PO Box 360
Trenton, NJ 08625-0360

For Release:
April 25, 2024

Kaitlan Baston, MD, MSc, DFASAM

For Further Information Contact:
Office of Communications
(609) 984-7160

New Jersey Health Department Highlights Importance of Childhood Vaccination in Recognition of National Infant Immunization Week

TRENTON – With recent increases in cases of preventable diseases across the state and country, such as measles and mumps, the New Jersey Department of Health (NJDOH) is reminding parents, during National Infant Immunization Week (April 22-29), the importance of protecting infants and children from vaccine-preventable diseases. April 24-30 also marks World Immunization Week which recognizes the lifesaving impact of vaccines worldwide.

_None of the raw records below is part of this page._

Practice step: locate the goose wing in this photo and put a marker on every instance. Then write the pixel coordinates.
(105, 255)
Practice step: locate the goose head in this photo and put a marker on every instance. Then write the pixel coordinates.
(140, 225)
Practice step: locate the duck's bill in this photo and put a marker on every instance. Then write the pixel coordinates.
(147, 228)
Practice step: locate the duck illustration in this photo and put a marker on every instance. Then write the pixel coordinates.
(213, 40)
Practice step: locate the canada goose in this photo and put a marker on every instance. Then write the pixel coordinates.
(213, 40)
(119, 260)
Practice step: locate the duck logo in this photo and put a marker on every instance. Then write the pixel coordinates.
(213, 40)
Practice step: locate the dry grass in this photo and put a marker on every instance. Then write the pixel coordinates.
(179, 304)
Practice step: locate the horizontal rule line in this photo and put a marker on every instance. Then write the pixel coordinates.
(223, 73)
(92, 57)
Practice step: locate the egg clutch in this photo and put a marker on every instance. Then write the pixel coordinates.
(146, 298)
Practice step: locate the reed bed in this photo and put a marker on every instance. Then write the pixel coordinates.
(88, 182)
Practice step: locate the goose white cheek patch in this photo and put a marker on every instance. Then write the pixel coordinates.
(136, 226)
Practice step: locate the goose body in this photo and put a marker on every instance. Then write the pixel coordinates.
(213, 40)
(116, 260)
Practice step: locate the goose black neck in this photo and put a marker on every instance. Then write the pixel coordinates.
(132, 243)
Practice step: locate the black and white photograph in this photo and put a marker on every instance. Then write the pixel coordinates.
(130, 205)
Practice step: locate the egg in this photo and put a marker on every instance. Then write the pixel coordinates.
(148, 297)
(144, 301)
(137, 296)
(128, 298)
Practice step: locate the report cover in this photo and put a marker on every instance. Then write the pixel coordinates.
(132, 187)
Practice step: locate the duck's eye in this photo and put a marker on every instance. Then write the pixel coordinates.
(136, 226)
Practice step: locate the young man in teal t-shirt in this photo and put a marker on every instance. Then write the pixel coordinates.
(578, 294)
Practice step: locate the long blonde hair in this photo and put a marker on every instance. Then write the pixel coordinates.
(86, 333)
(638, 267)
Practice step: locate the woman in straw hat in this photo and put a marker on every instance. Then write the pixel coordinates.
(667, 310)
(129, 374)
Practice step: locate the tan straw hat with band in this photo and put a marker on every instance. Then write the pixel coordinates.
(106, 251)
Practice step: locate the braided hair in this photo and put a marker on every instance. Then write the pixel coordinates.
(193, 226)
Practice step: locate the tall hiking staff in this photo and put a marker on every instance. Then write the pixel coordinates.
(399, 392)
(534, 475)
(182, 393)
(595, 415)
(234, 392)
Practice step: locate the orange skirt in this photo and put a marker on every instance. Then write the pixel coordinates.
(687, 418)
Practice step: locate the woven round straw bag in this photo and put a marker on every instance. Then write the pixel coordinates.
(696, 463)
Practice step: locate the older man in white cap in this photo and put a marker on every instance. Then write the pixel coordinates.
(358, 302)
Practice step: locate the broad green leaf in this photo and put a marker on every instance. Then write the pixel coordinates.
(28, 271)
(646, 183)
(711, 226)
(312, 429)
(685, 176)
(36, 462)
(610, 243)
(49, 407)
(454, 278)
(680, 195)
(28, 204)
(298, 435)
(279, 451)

Ensuring infants and young children keep up with their well-child appointments and receive their recommended shots by age two is the best way to protect them from 15 serious childhood diseases.

“Making sure children are up to date on all vaccines is the best way to protect them from preventable infectious diseases,” said Health Commissioner Kaitlan Baston, MD. “Vaccines are tested, safe, and effective. They protect against diseases like measles, mumps, RSV and whooping cough.”

Each year, the New Jersey Vaccines for Children program provides approximately 1.6 million doses of vaccines to providers throughout the state. The program, which has helped to boost childhood immunization levels and reduce disparities in coverage, expands access to vaccinations through health care partners to immunize uninsured and underinsured children according to the recommended immunization schedule.  

The COVID-19 pandemic led to disruptions in routine health services including vaccinations for both adults and children. While routine vaccination participation has rebounded, it has been uneven, according to the federal Centers for Disease Control and Prevention.

Pregnant individuals can provide additional protections to newborns by ensuring they are up-to-date on vaccines.  Speak to a health care provider for more information on getting Tdap (for whooping cough), and flu and COVID-19 vaccines during pregnancy, which can provide protection for newborns until they are old enough to get their own shots.

Staying up to date with the 2023-2024 COVID-19 shot – which is available to everyone six months and older – will also help to ensure the greatest protections against the virus. The COVID-19 shot is free for most people through the Vaccines for Children Program, most commercial/private insurance, Medicare, Medicaid programs, and the 317/Bridge Access Program.  Vaccination locations can be found at vaccines.gov.

More information on National Infant Immunization Week can be found at: cdc.gov/vaccines/events/niiw/index.html

Additional information about the New Jersey Vaccine Preventable Disease Program is available at: visit nj.gov/health/cd/vpdp.shtml.